Aurélien Scholl est un écrivain et nouvelliste français du XIXème siècle plutôt méconnu du public. J'ai pourtant eu grand plaisir à découvrir son style à travers "Une chinoise", une nouvelle très noire qui retrace le drame social vécu par une jeune expatriée contrainte de se prostituer pour survivre, comme un certain nombre de malheureuses de cette époque (seulement de cette époque ou serait-ce encore, hélas, un sujet d’actualité ?).

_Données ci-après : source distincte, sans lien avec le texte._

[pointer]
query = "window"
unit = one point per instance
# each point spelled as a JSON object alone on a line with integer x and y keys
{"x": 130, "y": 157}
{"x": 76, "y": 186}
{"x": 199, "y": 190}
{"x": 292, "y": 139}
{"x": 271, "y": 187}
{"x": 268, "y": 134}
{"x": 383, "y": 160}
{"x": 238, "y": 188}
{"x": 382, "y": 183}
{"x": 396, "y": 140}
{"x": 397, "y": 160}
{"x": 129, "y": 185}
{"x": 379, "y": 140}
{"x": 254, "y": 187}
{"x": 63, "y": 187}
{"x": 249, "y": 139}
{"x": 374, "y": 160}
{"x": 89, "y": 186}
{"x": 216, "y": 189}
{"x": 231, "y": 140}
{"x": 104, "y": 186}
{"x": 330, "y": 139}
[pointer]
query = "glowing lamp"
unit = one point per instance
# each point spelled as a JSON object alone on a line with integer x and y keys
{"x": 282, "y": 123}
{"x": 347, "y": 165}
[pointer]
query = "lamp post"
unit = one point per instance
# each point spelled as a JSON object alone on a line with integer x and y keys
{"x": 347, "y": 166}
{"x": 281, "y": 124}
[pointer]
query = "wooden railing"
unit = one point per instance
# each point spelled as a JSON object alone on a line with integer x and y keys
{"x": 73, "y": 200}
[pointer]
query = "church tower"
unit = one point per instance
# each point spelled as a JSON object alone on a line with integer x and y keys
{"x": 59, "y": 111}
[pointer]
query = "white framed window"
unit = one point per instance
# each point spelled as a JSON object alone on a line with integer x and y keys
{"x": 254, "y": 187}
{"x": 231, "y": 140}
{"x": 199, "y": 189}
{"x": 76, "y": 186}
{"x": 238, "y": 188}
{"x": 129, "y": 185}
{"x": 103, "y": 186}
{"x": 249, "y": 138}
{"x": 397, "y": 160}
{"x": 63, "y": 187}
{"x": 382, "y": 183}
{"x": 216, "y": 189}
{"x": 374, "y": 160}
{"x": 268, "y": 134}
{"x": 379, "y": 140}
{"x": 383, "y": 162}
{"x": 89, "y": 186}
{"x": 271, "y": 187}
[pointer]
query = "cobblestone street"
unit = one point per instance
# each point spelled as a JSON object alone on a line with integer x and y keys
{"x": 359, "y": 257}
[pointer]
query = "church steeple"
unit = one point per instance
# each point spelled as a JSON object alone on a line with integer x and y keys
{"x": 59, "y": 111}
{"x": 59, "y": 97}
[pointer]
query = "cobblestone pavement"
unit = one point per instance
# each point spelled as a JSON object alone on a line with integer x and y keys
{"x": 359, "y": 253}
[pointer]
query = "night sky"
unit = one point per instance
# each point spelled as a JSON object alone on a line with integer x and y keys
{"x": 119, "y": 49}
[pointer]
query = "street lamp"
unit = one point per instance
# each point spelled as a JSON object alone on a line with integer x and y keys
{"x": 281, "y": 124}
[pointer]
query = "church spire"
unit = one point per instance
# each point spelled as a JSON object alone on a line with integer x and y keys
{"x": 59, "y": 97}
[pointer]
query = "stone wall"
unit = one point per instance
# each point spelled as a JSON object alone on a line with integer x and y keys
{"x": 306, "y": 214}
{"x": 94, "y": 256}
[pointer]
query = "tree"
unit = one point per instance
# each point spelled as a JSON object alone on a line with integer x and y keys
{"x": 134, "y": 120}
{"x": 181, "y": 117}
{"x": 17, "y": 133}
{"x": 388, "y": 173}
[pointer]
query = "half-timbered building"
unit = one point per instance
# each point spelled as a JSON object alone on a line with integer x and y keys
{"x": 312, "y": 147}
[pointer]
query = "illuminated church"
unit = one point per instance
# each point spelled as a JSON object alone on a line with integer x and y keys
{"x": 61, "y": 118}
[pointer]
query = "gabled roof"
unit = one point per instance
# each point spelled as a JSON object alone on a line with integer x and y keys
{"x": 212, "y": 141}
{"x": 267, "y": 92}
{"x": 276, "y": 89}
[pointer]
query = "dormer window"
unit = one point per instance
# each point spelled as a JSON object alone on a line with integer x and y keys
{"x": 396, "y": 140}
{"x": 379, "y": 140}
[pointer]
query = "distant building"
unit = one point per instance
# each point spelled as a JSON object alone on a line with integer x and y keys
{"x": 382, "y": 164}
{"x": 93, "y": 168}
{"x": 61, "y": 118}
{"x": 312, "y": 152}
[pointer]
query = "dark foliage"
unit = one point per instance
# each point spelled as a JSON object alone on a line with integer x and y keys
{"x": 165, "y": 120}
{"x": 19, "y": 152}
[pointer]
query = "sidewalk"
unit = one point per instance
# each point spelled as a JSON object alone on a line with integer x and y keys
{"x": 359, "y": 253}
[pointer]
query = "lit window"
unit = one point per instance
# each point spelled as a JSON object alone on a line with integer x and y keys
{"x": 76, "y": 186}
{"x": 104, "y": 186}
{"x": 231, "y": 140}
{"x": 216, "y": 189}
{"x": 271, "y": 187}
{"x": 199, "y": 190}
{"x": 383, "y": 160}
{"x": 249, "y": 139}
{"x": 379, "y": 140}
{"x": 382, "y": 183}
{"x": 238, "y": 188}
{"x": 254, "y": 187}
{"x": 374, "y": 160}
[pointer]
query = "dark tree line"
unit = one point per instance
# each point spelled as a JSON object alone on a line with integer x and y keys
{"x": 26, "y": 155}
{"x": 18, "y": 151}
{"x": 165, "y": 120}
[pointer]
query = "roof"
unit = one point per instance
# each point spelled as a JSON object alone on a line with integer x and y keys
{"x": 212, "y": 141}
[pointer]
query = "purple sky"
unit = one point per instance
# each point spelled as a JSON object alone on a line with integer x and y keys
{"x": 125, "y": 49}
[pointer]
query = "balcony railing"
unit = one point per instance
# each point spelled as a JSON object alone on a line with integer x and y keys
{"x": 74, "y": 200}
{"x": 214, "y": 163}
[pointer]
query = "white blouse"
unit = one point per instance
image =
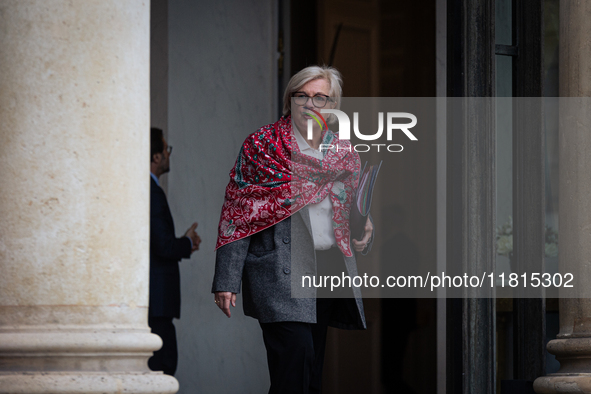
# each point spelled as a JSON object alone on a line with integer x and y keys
{"x": 321, "y": 213}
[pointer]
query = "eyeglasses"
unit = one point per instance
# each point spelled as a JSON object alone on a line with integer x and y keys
{"x": 319, "y": 101}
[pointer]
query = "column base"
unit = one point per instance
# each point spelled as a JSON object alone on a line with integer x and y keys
{"x": 87, "y": 383}
{"x": 563, "y": 383}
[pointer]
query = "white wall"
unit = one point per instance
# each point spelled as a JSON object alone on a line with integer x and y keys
{"x": 221, "y": 88}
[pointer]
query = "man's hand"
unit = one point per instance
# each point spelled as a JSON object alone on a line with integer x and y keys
{"x": 192, "y": 235}
{"x": 360, "y": 245}
{"x": 224, "y": 299}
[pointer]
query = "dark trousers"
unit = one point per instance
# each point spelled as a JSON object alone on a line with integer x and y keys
{"x": 166, "y": 358}
{"x": 295, "y": 350}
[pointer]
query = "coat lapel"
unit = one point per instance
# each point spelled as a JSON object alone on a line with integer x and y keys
{"x": 306, "y": 217}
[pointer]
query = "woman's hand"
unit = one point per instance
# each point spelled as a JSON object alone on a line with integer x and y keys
{"x": 223, "y": 299}
{"x": 360, "y": 245}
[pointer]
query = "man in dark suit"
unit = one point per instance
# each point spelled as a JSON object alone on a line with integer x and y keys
{"x": 166, "y": 250}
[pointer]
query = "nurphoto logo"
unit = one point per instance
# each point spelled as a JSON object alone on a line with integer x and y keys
{"x": 345, "y": 129}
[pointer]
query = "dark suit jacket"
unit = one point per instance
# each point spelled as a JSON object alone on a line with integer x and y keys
{"x": 270, "y": 264}
{"x": 166, "y": 250}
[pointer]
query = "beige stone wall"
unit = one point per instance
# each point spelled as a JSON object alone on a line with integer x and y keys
{"x": 74, "y": 197}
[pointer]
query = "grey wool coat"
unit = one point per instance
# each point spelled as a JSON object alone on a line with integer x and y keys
{"x": 270, "y": 265}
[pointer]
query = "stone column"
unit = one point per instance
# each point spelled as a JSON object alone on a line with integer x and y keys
{"x": 74, "y": 198}
{"x": 572, "y": 347}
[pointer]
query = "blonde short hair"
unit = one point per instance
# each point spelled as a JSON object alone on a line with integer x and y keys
{"x": 312, "y": 73}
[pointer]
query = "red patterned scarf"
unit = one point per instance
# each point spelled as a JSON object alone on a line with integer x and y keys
{"x": 272, "y": 180}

Toulon, XIXème siècle. Une jeune Chinoise déjà bien éprouvée par le destin débarque en France ; elle n'a aucun avenir et doit "exercer la galanterie" pour survivre. Pas même belle, elle ne possède comme véritable "valeur marchande" que son exotisme, argument propre à exciter une société bourgeoise qui s'enivre du parfum des expositions universelles.
C'est sans aucun romanesque mais avec un crudité tristement vraisemblable qu'Aurélien Scholl déroule son récit, celui de cette femme livrée en pâture aux appétits et aux fantasmes des hommes. Engagée dans une maison de tolérance à Draguignan, la "Chinoise" devient bien malgré elle l'objet de désir d'une horde de 600 représentants sénatoriaux réunis à l'occasion d'une élection départementale.

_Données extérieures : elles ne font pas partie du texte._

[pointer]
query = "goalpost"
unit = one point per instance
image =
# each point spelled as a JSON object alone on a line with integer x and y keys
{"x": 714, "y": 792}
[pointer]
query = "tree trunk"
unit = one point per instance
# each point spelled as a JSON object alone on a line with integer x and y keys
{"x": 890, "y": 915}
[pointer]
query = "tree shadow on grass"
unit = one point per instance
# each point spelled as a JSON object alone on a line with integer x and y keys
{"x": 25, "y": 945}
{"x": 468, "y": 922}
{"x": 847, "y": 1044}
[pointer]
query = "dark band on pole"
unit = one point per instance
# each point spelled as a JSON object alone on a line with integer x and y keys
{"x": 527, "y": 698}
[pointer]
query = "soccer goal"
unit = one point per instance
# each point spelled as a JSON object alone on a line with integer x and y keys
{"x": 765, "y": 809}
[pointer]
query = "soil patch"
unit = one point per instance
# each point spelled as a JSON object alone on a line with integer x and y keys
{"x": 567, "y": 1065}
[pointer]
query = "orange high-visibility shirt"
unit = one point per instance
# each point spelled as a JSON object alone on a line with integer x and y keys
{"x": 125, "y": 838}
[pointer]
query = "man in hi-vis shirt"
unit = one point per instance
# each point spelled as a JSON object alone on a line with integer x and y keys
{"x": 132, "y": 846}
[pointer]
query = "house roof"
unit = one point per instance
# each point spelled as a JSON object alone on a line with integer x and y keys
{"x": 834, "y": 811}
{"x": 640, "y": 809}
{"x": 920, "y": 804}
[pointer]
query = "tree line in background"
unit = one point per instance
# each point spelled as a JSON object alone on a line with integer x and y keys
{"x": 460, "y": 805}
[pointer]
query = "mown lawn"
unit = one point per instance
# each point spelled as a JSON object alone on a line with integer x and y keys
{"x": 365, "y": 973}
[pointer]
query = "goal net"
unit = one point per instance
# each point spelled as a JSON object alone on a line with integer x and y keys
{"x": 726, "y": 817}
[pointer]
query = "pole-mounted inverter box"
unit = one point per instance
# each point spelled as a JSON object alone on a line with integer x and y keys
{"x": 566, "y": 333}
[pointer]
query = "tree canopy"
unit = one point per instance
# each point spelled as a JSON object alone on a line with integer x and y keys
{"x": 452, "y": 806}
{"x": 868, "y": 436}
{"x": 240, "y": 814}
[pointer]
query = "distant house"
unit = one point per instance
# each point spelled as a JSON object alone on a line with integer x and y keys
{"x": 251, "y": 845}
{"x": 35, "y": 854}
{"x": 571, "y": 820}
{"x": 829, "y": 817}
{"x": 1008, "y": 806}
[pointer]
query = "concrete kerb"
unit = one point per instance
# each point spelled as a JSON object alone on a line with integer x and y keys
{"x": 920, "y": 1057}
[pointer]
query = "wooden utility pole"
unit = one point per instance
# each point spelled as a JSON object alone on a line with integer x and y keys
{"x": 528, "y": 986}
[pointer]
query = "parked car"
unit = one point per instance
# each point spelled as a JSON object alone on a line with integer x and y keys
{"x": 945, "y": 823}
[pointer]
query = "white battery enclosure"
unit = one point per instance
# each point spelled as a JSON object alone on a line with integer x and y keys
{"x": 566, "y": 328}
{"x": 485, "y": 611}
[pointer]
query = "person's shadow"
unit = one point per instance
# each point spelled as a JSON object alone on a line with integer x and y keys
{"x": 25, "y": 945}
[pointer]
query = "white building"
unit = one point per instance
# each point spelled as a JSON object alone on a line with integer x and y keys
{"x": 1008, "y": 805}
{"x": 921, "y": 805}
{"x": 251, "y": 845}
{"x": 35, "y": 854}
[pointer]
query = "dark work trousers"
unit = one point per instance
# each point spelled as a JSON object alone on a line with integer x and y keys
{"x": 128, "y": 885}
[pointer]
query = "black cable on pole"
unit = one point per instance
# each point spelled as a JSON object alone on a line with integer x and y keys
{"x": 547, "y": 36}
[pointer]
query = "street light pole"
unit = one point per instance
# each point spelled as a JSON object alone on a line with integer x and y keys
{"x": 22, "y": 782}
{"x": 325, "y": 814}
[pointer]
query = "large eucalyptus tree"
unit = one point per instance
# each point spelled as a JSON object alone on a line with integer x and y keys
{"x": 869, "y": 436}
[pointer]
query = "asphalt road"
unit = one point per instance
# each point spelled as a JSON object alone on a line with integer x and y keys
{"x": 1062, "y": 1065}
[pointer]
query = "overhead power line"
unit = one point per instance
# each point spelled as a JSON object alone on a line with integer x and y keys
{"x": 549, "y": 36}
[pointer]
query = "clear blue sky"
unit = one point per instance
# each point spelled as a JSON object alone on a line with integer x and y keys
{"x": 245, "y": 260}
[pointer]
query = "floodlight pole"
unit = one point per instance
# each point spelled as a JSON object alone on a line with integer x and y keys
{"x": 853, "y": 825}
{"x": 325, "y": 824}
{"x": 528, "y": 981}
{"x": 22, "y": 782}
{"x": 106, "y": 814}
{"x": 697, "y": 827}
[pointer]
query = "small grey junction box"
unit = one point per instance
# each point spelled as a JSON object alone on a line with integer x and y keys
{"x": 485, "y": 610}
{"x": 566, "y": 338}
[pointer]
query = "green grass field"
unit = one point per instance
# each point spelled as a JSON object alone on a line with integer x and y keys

La femme, ravalée ici à sa plus misérable condition, succombera sous les coups de boutoirs d'une société faite par les hommes et pour les hommes et où la misogynie se fait barbarie, même à l'aube du XXème siècle. Sous la noirceur de cette histoire luit pourtant une étincelle d'espoir, alimentée par le simple fait qu'elle soit contée par un homme. Avare en métaphores, cette nouvelle est traitée de manière factuelle - son auteur était avant tout journaliste - et je ne peux m'empêcher d'y voir la volonté de l'auteur d'en faire un témoignage sociétal à part entière.